Virtual Appliance
The Virtual appliance mode is not so efficient as the Direct storage access mode but provides better performance than the Network mode. The Virtual appliance mode is recommended if the role of a backup proxy is assigned to a VM.
In the Virtual appliance mode, Veeam Backup & Replication uses the VMware SCSI HotAdd capability that allows attaching devices to a VM while the VM is running. During backup, replication or restore disks of the processed VM are attached to the backup proxy. VM data is retrieved or written directly from/to the datastore, instead of going through the network.
The Virtual appliance transport mode can be used for all operations where the backup proxy is engaged:
- Backup
- Replication
- VM copy
- Quick migration
- Full VM restore
- VM disk restore
- Replica failback
Requirements for the Virtual Appliance mode
To use the Virtual Appliance transport mode, make sure that the following requirements are met:
- The role of a backup proxy must be assigned to a VM.

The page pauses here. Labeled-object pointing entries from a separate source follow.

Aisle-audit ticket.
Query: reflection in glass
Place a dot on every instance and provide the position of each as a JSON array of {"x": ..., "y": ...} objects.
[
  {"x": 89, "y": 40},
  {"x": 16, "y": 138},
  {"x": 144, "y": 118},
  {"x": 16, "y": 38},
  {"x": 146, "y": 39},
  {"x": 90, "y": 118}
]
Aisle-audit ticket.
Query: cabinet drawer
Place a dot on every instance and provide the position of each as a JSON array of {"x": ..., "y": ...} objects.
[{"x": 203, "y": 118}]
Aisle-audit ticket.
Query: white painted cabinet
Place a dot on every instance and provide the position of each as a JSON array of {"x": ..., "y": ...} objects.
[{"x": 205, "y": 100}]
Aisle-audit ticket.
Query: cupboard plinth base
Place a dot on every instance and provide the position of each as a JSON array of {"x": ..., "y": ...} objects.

- The ESX(i) host on which the backup proxy is deployed must have access to the datastore hosting disks of VMs that you plan to process.
- The backup server and backup proxy must have the latest version of VMware Tools installed.
Limitations for the Virtual Appliance mode
- If you use VMware vSphere version 5.1 and earlier, the maximum size of a VM virtual disk be processed must not exceed 1.98 TB.
- If you plan to process VMs whose disks are located on a VMFS 3 datastore, you must format the datastore with a proper block size to be able to mount large VM virtual disks to the backup proxy or helper VM:
- 1 MB block size — 256 GB maximum file size
- 2 MB block size — 512 GB maximum file size
- 4 MB block size — 1024 GB maximum file size
- 8 MB block size — 2048 GB maximum file size
This limitation does not apply to VMFS-5 volumes that always have 1 MB file block size.
- Backup and restore of IDE disks in the Virtual appliance mode is not supported.
- The paravirtual SCSI controller (PVSCSI) is not supported for HotAdd; use the LSI controller instead.
- Backup and restore of SATA disks in the Virtual appliance mode is supported if you use VMware vSphere 6.0 and later.